One of the most startling claims involves a high-level intervention involving Uganda’s President Yoweri Museveni. Nyoro alleges that in a moment of desperation, a phone call was made to Museveni to solicit investment. The Ugandan leader reportedly agreed, but under strict conditions that have raised serious concerns about Kenya’s national sovereignty. These conditions allegedly include Museveni having two directors on the KPC board and, more controversially, holding veto power over the appointment of the KPC Chief Executive Officer.
Beyond the regional diplomacy, Nyoro detailed a systemic effort to “prop up” the share price using public and workers’ resources. He claims that major state-affiliated entities—including the NSSF (National Social Security Fund), the Unclaimed Financial Assets Authority (UFAA), and Kenya Reinsurance—were forced to commit billions of shillings into KPC on the very eve of the IPO’s closing. According to Nyoro, many of these organizations signed application forms and committed funds without even holding board meetings to ratify the investments.

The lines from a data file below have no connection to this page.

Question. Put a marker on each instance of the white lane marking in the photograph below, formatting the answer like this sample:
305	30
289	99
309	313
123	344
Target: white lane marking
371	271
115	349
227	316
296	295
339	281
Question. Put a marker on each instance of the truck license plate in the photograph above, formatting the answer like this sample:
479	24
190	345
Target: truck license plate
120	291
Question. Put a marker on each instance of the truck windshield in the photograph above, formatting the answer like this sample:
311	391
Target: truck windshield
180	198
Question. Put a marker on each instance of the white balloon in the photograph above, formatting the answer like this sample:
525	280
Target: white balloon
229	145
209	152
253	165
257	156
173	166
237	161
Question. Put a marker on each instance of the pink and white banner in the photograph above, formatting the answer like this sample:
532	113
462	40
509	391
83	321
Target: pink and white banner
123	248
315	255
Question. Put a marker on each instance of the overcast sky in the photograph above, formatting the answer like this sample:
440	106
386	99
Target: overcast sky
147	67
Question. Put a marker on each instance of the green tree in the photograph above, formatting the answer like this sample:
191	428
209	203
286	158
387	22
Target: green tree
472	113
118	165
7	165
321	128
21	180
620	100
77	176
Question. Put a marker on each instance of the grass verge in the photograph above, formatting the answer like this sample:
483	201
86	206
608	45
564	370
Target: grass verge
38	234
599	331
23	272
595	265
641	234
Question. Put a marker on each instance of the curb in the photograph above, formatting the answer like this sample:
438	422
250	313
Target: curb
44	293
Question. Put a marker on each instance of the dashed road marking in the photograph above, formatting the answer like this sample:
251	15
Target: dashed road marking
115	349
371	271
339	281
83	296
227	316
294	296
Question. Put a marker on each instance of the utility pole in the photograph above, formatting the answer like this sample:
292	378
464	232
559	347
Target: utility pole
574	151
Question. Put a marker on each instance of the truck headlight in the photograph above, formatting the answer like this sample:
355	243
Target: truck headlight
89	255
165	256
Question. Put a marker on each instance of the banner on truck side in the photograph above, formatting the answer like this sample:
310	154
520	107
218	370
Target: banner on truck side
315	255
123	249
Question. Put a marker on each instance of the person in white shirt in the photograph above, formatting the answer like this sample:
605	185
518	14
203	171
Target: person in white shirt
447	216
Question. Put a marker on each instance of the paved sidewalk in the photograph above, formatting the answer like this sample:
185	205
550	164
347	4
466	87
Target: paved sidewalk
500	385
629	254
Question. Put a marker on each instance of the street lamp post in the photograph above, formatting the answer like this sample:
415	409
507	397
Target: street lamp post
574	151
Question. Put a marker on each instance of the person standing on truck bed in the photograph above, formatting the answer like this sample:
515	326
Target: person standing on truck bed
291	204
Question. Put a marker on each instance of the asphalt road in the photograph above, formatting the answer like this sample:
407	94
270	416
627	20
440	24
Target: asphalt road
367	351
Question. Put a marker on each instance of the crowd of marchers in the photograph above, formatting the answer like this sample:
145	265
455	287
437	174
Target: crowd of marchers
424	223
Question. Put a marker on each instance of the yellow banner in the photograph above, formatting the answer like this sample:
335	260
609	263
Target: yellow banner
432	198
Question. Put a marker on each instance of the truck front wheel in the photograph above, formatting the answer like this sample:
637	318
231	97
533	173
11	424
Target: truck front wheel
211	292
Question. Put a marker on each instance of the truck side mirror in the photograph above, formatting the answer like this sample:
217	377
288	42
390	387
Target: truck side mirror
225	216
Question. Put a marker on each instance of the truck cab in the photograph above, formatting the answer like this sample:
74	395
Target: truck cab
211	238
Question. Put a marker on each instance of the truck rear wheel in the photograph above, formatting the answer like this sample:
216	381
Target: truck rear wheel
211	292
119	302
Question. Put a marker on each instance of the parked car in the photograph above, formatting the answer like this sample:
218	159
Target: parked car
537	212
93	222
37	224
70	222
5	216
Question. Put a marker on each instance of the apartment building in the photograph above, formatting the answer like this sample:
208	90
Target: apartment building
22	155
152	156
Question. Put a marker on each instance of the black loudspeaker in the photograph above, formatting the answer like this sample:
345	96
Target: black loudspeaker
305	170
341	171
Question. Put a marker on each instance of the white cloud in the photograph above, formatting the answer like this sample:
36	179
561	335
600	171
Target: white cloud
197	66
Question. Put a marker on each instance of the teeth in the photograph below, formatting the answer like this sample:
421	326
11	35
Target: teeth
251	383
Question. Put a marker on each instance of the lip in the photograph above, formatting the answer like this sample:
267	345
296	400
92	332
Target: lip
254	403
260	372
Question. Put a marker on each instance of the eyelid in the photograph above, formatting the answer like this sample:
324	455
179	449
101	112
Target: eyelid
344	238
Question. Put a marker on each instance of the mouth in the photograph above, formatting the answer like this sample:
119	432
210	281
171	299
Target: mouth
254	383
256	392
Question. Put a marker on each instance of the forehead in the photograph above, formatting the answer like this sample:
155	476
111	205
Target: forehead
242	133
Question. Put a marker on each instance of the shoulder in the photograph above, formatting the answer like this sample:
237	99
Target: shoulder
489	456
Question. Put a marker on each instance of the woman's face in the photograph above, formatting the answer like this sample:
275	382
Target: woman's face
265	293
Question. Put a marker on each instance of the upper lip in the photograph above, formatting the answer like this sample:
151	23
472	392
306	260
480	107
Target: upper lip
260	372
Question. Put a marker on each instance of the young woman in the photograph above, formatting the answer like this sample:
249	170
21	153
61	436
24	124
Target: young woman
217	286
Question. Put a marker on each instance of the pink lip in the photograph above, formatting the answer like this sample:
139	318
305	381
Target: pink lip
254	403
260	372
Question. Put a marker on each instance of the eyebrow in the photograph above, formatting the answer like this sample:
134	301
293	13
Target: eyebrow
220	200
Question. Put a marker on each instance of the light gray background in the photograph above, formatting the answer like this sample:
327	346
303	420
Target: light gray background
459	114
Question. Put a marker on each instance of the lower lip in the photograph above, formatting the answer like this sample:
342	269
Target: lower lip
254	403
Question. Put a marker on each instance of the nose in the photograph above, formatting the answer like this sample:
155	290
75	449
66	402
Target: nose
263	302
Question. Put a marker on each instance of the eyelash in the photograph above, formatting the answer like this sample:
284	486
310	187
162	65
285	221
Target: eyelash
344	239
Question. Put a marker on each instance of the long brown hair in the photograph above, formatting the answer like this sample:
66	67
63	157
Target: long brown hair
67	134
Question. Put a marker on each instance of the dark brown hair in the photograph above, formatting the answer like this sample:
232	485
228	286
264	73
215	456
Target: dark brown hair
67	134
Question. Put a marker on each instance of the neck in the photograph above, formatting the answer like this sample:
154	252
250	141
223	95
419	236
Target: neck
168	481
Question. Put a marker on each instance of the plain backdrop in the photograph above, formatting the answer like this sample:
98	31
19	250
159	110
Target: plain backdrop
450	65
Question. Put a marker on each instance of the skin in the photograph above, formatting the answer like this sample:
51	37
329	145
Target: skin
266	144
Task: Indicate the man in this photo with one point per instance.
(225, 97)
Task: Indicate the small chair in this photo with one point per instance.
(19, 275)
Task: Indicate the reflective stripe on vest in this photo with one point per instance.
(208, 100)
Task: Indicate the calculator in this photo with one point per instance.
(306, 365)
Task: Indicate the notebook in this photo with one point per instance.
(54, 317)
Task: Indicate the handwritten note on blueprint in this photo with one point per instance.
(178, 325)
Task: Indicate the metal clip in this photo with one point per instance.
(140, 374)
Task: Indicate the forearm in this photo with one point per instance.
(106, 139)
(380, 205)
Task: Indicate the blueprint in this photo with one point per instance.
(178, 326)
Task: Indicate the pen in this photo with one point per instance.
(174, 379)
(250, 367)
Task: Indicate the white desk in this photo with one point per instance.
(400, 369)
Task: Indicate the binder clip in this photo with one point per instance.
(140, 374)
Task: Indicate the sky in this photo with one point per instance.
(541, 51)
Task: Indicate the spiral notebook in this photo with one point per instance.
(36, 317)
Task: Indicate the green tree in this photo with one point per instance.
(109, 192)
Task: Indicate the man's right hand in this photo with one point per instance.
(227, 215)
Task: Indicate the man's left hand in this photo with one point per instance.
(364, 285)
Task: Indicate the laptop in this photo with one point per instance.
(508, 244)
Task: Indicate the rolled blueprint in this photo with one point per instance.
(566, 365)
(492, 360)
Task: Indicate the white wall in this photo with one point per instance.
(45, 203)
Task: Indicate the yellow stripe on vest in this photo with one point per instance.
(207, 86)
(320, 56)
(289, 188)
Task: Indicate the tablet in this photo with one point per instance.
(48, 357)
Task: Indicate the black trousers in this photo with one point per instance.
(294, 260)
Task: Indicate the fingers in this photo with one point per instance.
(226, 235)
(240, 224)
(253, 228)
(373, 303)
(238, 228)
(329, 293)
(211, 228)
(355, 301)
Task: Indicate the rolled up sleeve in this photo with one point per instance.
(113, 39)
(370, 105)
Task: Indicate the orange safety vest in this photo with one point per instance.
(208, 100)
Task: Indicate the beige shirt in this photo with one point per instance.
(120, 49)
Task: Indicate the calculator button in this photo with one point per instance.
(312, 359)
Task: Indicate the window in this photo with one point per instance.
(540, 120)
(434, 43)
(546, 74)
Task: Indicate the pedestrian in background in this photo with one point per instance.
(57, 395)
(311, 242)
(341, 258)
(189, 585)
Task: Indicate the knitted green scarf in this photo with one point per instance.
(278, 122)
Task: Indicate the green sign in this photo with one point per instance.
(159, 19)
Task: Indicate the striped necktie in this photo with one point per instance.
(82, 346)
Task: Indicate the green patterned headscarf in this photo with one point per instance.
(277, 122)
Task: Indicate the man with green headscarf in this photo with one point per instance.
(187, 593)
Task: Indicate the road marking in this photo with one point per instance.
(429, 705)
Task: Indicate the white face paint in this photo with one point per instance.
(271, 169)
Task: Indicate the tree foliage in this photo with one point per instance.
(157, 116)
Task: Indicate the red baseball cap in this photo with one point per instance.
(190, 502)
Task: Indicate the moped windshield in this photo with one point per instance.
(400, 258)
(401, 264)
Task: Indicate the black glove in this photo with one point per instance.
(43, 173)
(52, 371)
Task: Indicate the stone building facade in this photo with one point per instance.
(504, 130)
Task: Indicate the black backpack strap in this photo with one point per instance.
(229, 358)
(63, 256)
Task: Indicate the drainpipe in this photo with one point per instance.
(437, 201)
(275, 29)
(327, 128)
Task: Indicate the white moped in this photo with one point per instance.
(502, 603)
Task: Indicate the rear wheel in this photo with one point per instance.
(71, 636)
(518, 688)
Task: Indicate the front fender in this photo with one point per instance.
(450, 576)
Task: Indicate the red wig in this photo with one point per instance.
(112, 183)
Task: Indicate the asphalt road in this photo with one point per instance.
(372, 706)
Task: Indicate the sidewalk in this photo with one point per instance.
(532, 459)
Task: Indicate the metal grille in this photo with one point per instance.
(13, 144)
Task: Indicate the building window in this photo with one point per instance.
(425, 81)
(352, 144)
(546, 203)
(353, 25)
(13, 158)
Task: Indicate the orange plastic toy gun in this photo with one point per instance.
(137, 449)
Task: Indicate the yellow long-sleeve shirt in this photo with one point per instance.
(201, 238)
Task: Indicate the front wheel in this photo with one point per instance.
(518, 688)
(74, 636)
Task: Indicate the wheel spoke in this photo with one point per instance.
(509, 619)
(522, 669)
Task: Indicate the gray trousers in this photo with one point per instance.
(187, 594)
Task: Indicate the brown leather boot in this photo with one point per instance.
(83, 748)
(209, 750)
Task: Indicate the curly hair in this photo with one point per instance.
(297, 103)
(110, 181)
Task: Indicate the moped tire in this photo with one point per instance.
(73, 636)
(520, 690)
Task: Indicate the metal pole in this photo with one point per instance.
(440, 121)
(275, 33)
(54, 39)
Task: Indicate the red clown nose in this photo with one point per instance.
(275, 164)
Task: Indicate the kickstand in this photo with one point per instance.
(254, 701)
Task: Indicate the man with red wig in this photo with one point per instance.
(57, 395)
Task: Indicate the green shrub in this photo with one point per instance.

The financial logic behind these moves has also come under heavy fire. Nyoro pointed out that KPC was listed at nine shillings with a Price-to-Earnings (PE) ratio of 22 years, making it one of the most expensive shares on the NSE compared to stable performers like KCB, Equity Bank, or KenGen, which often have PE ratios below six. He alleges that these institutions are now engaged in “share propping”—artificially maintaining the price at nine shillings to prevent a total market collapse, effectively trapped in a losing investment with the public’s hard-earned money.
When questioned about his shift in tone from being a staunch supporter of the current administration to a vocal critic of these financial maneuvers, Nyoro was blunt. He stated that he remains committed to the promises made to Kenyans, suggesting that it is the government that has deviated from its original path. He emphasized that as a publicly listed company (PLC), KPC must operate by rules of transparency and disclosure, and he challenged the government to prove his figures wrong.
As these allegations continue to circulate, Kenyan taxpayers and pensioners are left demanding answers. If true, the claims suggest a massive manipulation of the Nairobi Securities Exchange and a worrying level of foreign influence over critical national infrastructure. For now, the spotlight remains on the National Treasury and the Capital Markets Authority (CMA) to address these “glaring” irregularities in what was supposed to be a milestone for Kenya’s energy sector.